I have 2 files, A, with 6 million lines, and B with 5 million lines, I'm trying to get lines that are in A, but are missing from B, with grep -v -f B A, but it's very slow. Is there any way to speed it up?
Asked
Active
Viewed 372 times
1
Fluffy
- 2,047
- 3
- 15
- 18
-
is the input data ASCII? you could add `-F` and `-x` options if you are matching whole lines literally (no regex) – Sundeep Apr 13 '18 at 09:11
-
https://unix.stackexchange.com/questions/418429/find-intersection-of-lines-in-two-files might help – Sundeep Apr 13 '18 at 09:13
-
Related: [Linux tools to treat files as sets and perform set operations on them](https://unix.stackexchange.com/q/11343) – Stéphane Chazelas Feb 28 '23 at 14:38
2 Answers
2
If the two files are sorted (in the same locale as the current one), use this command.
comm -23 A.txt B.txt
If they're not sorted and your shell supports ksh-style process substitution:
(export LC_ALL=C; comm -23 <(sort A.txt) <(sort B.txt))

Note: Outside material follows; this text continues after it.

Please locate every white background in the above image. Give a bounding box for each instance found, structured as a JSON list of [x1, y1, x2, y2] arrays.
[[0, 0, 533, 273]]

(LC_ALL=C to get a deterministic (and fast) sorting order).
See also the combine utility from moreutils that doesn't require files to be sorted:
combine A.txt not B.txt
Beware it loads the whole files in memory though.
Stéphane Chazelas
- 522,931
- 91
- 1,010
- 1,501
Eranda Peiris
- 335
- 2
- 14
0
If, like me, you need to grep for lines in a file where file1 and file2 don't have identical lines, but file1 contains strings to grep for, you may be able to sort, and then use join.
Max Bileschi
- 221
- 2
- 4